Perdana Menteri Selandia Baru Christopher Luxon mengatakan dalam sebuah pernyataan, negara itu akan berduka atas hilangnya Kiingi Tuheitia.

"Komitmennya yang teguh kepada rakyatnya dan upayanya yang tak kenal lelah untuk menegakkan nilai-nilai dan tradisi Kingitanga telah meninggalkan jejak yang tak terhapuskan pada bangsa kita," katanya.

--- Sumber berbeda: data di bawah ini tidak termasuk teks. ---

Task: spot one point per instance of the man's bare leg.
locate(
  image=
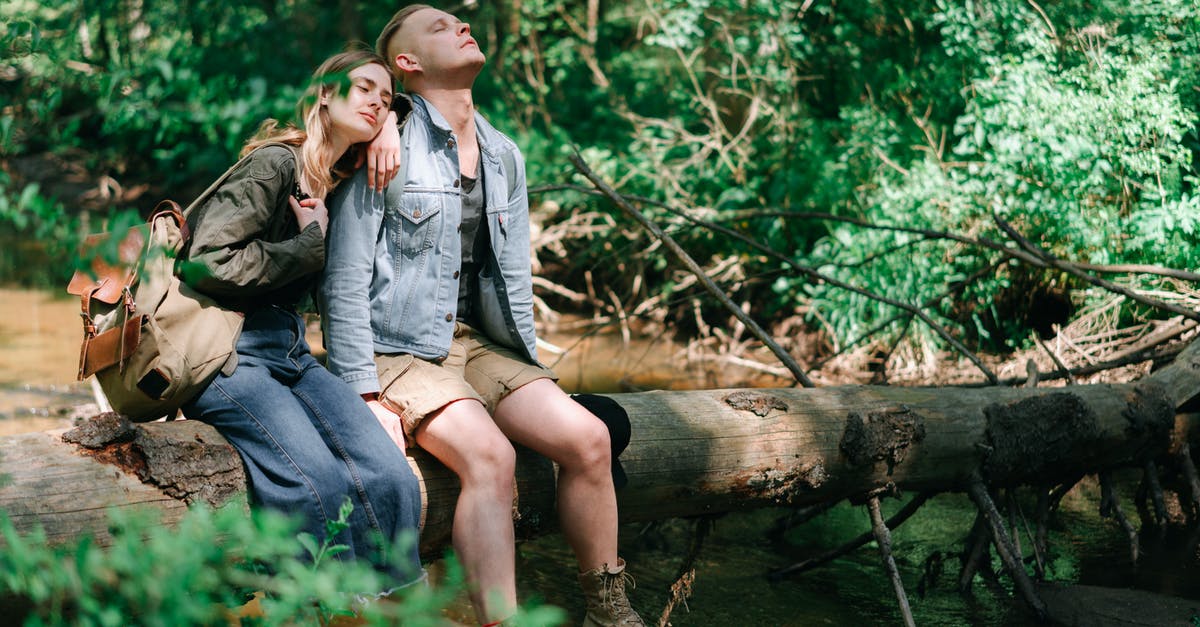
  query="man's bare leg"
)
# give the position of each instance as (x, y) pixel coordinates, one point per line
(466, 439)
(544, 418)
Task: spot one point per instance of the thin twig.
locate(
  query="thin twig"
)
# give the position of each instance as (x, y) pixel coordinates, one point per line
(883, 538)
(1041, 537)
(1095, 280)
(1128, 268)
(1057, 362)
(683, 257)
(826, 279)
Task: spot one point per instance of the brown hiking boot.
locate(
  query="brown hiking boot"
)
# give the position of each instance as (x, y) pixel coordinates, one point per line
(605, 592)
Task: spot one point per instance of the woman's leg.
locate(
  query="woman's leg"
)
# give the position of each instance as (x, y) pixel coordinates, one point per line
(288, 464)
(384, 484)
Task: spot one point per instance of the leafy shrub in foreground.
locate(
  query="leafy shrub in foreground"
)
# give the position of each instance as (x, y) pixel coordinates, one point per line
(202, 571)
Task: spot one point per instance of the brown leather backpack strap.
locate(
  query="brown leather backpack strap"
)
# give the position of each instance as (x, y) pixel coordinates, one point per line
(171, 208)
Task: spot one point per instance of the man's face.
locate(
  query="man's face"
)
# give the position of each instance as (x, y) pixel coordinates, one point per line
(438, 42)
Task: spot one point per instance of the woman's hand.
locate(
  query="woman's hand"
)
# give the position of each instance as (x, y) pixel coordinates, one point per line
(383, 155)
(390, 422)
(310, 210)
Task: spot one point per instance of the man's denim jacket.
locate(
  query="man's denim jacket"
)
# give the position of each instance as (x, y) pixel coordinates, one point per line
(393, 260)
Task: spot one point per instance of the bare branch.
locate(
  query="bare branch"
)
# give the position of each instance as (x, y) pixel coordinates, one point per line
(683, 257)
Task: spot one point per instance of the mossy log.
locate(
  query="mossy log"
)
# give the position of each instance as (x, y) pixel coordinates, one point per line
(693, 453)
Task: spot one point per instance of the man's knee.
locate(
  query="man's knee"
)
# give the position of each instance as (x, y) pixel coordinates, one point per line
(589, 445)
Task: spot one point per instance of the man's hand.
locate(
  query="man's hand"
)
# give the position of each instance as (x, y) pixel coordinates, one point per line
(390, 422)
(383, 155)
(310, 210)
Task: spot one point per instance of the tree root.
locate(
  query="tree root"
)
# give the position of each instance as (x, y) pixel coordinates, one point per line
(1003, 544)
(883, 538)
(1192, 478)
(897, 519)
(681, 590)
(1111, 508)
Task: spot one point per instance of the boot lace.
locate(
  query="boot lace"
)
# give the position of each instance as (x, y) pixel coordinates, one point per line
(615, 598)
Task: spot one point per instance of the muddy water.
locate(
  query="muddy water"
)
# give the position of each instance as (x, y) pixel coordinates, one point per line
(39, 344)
(39, 354)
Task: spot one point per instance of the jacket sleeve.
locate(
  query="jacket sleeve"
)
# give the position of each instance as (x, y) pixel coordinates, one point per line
(355, 216)
(229, 254)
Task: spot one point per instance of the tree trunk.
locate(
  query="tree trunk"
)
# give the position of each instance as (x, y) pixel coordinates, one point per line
(691, 453)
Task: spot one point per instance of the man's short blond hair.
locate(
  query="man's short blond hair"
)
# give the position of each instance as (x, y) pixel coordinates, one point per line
(388, 46)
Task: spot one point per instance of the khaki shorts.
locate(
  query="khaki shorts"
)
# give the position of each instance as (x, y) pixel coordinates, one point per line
(475, 368)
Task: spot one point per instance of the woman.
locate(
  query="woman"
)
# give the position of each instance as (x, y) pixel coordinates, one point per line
(307, 441)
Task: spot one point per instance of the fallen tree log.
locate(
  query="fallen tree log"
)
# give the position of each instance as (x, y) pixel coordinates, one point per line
(693, 453)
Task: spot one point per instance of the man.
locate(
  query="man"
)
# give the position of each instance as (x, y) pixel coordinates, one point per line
(427, 305)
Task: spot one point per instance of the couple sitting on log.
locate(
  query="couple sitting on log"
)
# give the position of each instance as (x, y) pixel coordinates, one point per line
(426, 308)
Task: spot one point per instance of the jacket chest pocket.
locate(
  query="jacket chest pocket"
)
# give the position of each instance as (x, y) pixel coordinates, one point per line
(415, 222)
(498, 227)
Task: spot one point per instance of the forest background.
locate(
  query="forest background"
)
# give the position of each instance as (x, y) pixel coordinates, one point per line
(835, 167)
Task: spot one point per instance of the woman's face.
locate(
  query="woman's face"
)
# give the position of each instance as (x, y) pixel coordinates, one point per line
(358, 113)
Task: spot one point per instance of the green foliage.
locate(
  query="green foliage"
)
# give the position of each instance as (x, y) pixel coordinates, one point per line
(203, 569)
(1074, 121)
(35, 232)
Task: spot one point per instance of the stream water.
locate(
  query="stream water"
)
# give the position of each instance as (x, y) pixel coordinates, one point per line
(39, 342)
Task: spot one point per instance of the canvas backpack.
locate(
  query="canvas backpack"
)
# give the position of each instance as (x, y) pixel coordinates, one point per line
(151, 341)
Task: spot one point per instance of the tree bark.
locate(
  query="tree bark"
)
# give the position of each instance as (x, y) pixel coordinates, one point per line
(693, 452)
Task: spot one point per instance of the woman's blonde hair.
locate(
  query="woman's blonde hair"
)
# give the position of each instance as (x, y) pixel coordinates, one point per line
(321, 168)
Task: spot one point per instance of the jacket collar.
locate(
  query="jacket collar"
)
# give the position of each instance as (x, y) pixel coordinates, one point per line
(490, 139)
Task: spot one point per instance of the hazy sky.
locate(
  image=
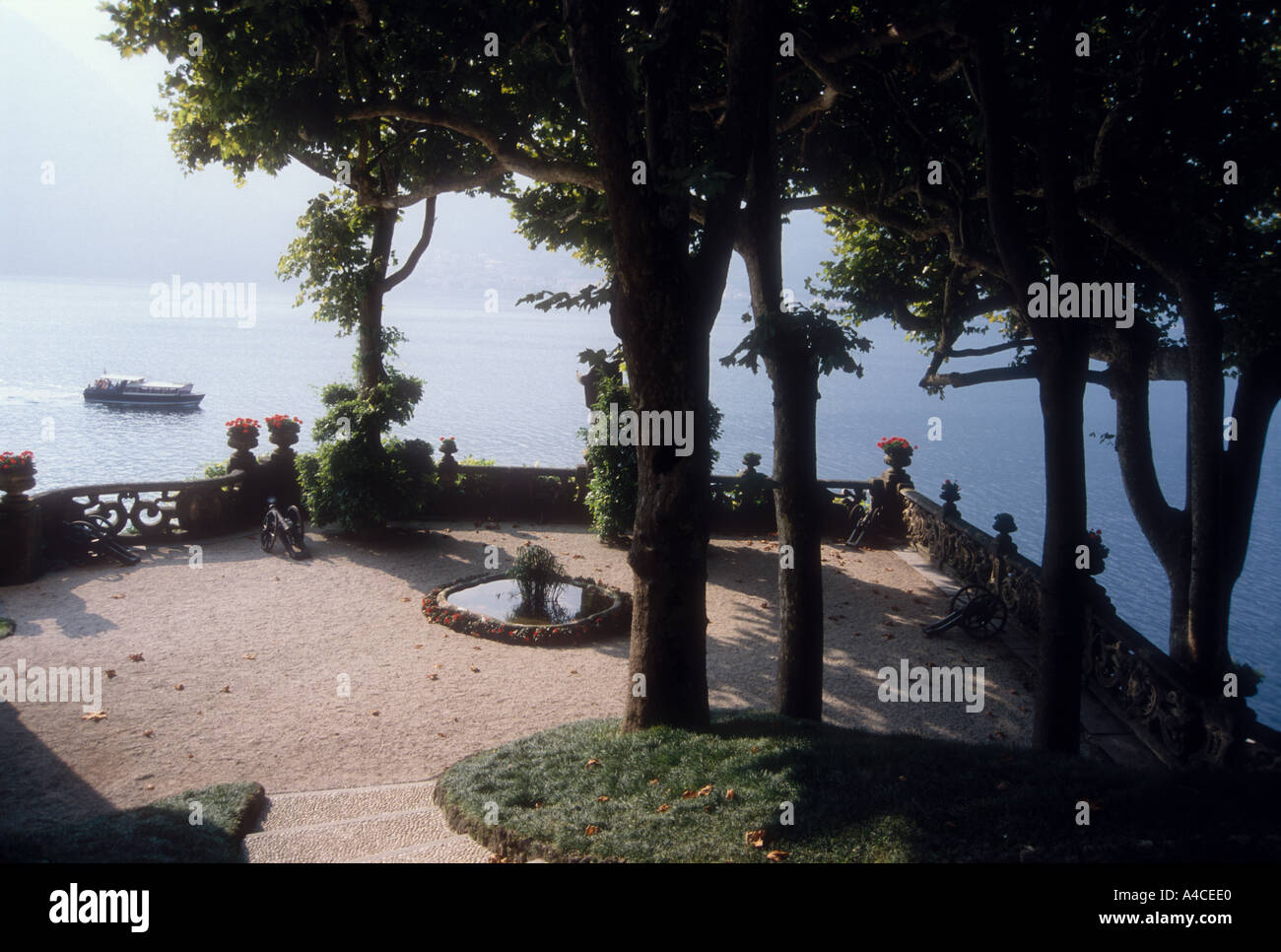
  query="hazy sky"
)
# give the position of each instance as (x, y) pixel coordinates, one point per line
(120, 208)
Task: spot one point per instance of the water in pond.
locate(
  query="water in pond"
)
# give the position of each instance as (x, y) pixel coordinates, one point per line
(501, 600)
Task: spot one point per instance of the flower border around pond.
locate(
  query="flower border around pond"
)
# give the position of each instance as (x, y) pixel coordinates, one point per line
(613, 620)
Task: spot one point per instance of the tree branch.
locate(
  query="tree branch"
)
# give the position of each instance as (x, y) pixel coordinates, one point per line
(507, 157)
(424, 239)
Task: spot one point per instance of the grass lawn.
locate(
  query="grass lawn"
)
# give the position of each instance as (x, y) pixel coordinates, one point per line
(161, 832)
(587, 790)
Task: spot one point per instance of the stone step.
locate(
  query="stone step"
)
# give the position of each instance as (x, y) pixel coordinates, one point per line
(349, 840)
(308, 807)
(456, 849)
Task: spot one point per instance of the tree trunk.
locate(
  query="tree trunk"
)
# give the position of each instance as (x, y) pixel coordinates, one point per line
(1063, 354)
(1204, 647)
(370, 357)
(1062, 617)
(667, 371)
(794, 380)
(799, 527)
(664, 303)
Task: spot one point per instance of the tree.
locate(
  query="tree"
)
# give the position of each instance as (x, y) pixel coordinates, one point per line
(1149, 111)
(261, 85)
(666, 293)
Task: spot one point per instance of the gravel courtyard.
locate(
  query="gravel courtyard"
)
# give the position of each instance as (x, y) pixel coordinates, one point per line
(238, 662)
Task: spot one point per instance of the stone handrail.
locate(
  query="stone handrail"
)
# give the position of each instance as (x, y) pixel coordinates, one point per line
(1128, 674)
(150, 509)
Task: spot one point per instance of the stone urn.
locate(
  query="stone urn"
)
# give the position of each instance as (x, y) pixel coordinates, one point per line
(282, 437)
(242, 437)
(16, 482)
(898, 459)
(951, 494)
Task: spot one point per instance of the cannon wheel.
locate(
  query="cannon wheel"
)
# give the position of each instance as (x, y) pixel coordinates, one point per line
(102, 525)
(984, 613)
(268, 534)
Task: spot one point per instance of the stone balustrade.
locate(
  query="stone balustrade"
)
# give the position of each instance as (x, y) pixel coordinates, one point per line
(1128, 674)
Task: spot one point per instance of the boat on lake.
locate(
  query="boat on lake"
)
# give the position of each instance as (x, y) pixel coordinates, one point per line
(132, 389)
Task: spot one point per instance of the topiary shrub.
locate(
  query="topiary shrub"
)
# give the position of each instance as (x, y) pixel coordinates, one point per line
(355, 477)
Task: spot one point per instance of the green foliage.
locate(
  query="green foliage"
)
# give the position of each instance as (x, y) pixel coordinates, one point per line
(368, 413)
(345, 482)
(332, 257)
(805, 333)
(537, 575)
(357, 478)
(611, 492)
(867, 797)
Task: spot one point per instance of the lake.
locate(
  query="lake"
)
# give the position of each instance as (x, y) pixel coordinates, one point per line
(504, 385)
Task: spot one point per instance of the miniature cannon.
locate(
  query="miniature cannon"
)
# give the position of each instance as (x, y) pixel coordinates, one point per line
(94, 537)
(287, 527)
(974, 609)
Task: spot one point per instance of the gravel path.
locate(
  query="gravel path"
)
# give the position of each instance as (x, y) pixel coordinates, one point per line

Sedangkan Jacinda Ardern, mantan perdana menteri Selandia Baru, mengatakan Kiingi Tuheitia telah menjadi pendukung Maori, untuk keadilan, keadilan dan kemakmuran.

Media setempat melaporkan jenazah Raja sekarang akan dibawa ke tempat pertemuan di rumahnya, Turangawaewae marae, dan tangihanga, atau upacara pemakamannya, diperkirakan berlangsung setidaknya lima hari.

Diketahui, Kiingi Tuheitia menggantikan ibunya, Ratu Dame Te Atairangikaahu. Penobatannya digelar pada 21 Agustus 2006.

Peran raja Maori tidak harus bersifat turun-temurun dan pemimpin baru akan ditunjuk oleh kepala suku yang terkait dengan Gerakan Raja pada hari pemakaman Kiingi Tuheitia tetapi sebelum ia dimakamkan, menurut Radio Selandia Baru.

Raja Maori dianggap sebagai kepala suku tertinggi dari beberapa suku, atau iwi, tetapi tidak berafiliasi dengan semuanya. Peran raja tidak memiliki kewenangan hukum atau yudisial di Selandia Baru dan sebagian besar bersifat seremonial.

Gerakan Raja, atau Kiingitanga, bermula pada tahun 1858 dalam upaya untuk menyatukan suku-suku asli Selandia Baru di bawah satu pemimpin untuk memperkuat perlawanan mereka terhadap kolonialisme.